Las horas transcurren con serenidad, la dependencia urbana va soltando a sus víctimas, a lo que ayuda Ángelo Belvedere en Bora La Mar, territorio para “la vida no normal, para ir descalzo, para llenarse de la luz, el mar…”. Bebemos un “Sorpréndeme”, vermú con jugo de naranja y pulpa de maracuyá, aperitivo perfecto para abrir los ojos al máximo al arribar al banco de arena Bajo Fabián, tras 20 minutos de travesía marina. Se parece al islote de los comics de náufrago, pero en vez de bandera hay una sombrilla. Una pedazo de playa exclusiva que emerge sobre el mar cristalino rodeado de aguas transparentes. Desde aquí se ve la vida pasar a cámara lenta, entre zambullidas y baños de sol.
El día de las sorpresas termina en el mismo Bora La Mar, una de las atalayas perfectas para observar cómo el sol desaparece entre las aguas. La gran ciudad queda muy lejos, no sólo en la distancia. Belvedere ofrece en su carta otra sorpresa, ideal para las primeras sombras de la noche: “Duro Papá”, un vasito de ron acompañado de un gajo de limón cubierto de café y azúcar.
Tercer día
El tercer día tiene su propio lema: el vértigo. Treinta minutos planeando sobre las aguas hasta llegar al cayo de Saquisaqui, “la pista de entrenamiento perfecta, el sitio ideal para aprender: no hay temor a los tiburones, no te vas a ahogar. Es como el Disney del kite”. Estamos en los dominios del caraqueño César Espinoza, al que todos llaman “Ñoqui”. Es el rey del kite. El viento llega limpio, a 18 y 20 nudos. La temperatura del agua es ideal, también su nivel: si te caes, pie en arena y vuelta a empezar. Buen clima todo el año.
“Cuando navegamos vemos la fauna, incluso pequeños tiburones nadando debajo de nosotros”, se recrea Ñoqui, sabedor del armisticio que reina en Los Roques.
Entre sus discípulos destaca Eniel Narváez, que ya ha competido con éxito en Margarita y Aruba. El joven local, de 23 años, también es uno de los langosteros estrella. “Las agarramos con lazo. A veces se ponen pícaras”, resume tras arrebatarle al mar una docena de ellas.

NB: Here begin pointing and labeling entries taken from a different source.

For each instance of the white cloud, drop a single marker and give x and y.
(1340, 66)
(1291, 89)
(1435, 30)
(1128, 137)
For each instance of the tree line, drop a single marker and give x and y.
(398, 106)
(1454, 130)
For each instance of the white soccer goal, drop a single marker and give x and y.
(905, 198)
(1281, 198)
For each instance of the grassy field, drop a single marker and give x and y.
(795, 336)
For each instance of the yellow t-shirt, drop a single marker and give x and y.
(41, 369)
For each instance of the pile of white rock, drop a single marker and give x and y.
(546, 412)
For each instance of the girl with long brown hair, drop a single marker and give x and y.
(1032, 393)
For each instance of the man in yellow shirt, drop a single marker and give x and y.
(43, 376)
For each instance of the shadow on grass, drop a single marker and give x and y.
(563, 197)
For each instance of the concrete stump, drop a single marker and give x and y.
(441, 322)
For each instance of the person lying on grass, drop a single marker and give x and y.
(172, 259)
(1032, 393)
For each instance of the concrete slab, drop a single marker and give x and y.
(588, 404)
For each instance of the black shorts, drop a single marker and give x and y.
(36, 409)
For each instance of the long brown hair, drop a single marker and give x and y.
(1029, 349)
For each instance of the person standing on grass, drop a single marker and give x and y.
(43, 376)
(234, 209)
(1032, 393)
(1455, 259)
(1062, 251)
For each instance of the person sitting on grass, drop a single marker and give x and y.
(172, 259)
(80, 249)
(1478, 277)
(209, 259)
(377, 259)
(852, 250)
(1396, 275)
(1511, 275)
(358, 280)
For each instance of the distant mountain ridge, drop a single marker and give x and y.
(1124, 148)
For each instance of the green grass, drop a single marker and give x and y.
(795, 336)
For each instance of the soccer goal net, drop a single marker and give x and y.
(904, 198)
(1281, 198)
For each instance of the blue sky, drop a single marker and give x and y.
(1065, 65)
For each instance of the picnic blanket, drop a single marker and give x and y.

“Me gustan mis islas”. El epílogo lo firma el pescador Julián Hernández, medio siglo en Los Roques, convertido hoy en uno de esos personajes que no pueden faltar en tierras americanas. Niños, turistas y amigos se acercan hasta él y le regalan cuatro palabras. El poeta construye con ellas una décima. Animado por el reportero, recita sobre el archipiélago que le sedujo para toda la vida:
“Del verso tengo la seña
de lo mismo la certeza
en Los Roques la belleza
que hoy en el mundo se empeña.
Con sus islas tan risueñas
con el debido control
las que miro con fervor
lo digo al improvisar
por la belleza en su mar
y por su radiante sol”.
Tres días más tarde, al emprender el vuelo de regreso, la certeza es total: Los Roques conforman un paraíso bendecido por su propio microclima, un oasis privilegiado de formas caprichosas. El mito del archipiélago de corazón blanco, el del clima tropical eterno. Donde las mareas nacen y mueren.